The beat crashes back into our reality for a time, and I allow myself to drift into it while my new friend drifts inside her past. “Sorry,” she says. “That was just a bit intense. I mean, whoah! I was there again, man. Right there.” She takes a deep breath, and then she continues. “I remember this awful, ugly look on his face…”
“Did he say anything about it?”
“No, he kept it to himself. But I could tell that he was brooding about it. I think he hated my grandma for saying what she said.”
Marianne stares off again into the scene in front of her face. The living room is packed with people, talking over the music playing in the background, the source of it bouncing back and forth between a couple of turntables, manifesting in the air in front of a pair of 800 Watt JBL speakers.
“She died a week later.”
“I’m sorry to…”
“I think he killed her.”
Things are suddenly very tense. It’s like the entire world goes fuzzy and then connects again onto a completely new frequency. I’m not so sure I like this one. “What makes you think that?” I say.

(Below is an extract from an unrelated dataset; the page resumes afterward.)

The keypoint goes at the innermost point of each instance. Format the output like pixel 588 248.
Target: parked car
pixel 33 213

“Sometimes someone just hates an idea so much.”
“Really?”
“Yeah.”
“What do you think it all means?”
“I think she meant that as long as we identify ourselves with our body, we’re trapped there. The living close our eyes to make sure that we don’t have to see what goes on next – so we don’t have to see ourselves getting buried, getting filled with worms, decomposing – you know all that stuff that would just give you the shivers.”
I get the shivers as she says this. My mind races with thoughts of worms and other crawling, creeping things. “It’s more for the living than for the dead, I guess. It would still be horrible. But what can you do?”
What can you do?
I’m attacked by this splitting headache. I close my eyes, and all I can see are worms and dead things. Marianne’s asking what’s wrong and I’m saying nothing’s wrong. Nothing’s wrong, but at the same time, something is horribly wrong. I want to be anywhere but here. I feel like, if I can’t get out of here right now, I’ll go insane.
Blink.
I’m in it. Instant bliss. Instant connection. Instant happiness. I blink and look on the world again with fresh, childlike eyes. There are lights. Clean, crisp, and hopeful. There are people dancing. The music flows through them and into me and back out, back through the people, and it’s one infinite cosmic cycle, passing the energy back and forth. Sort of a big feedback loop. And as it ping-pongs back and forth from person to person, the energy actually grows. It’s a big monster of energy now. Nothing can stop it. Nothing can stop us. Life. Love. Motion.
Can you feel that universal pulse? I mean, can you feel it? It’s right here, so close that you wonder if you put your ear in just the right direction, you’ll hear every secret exposed – all at once.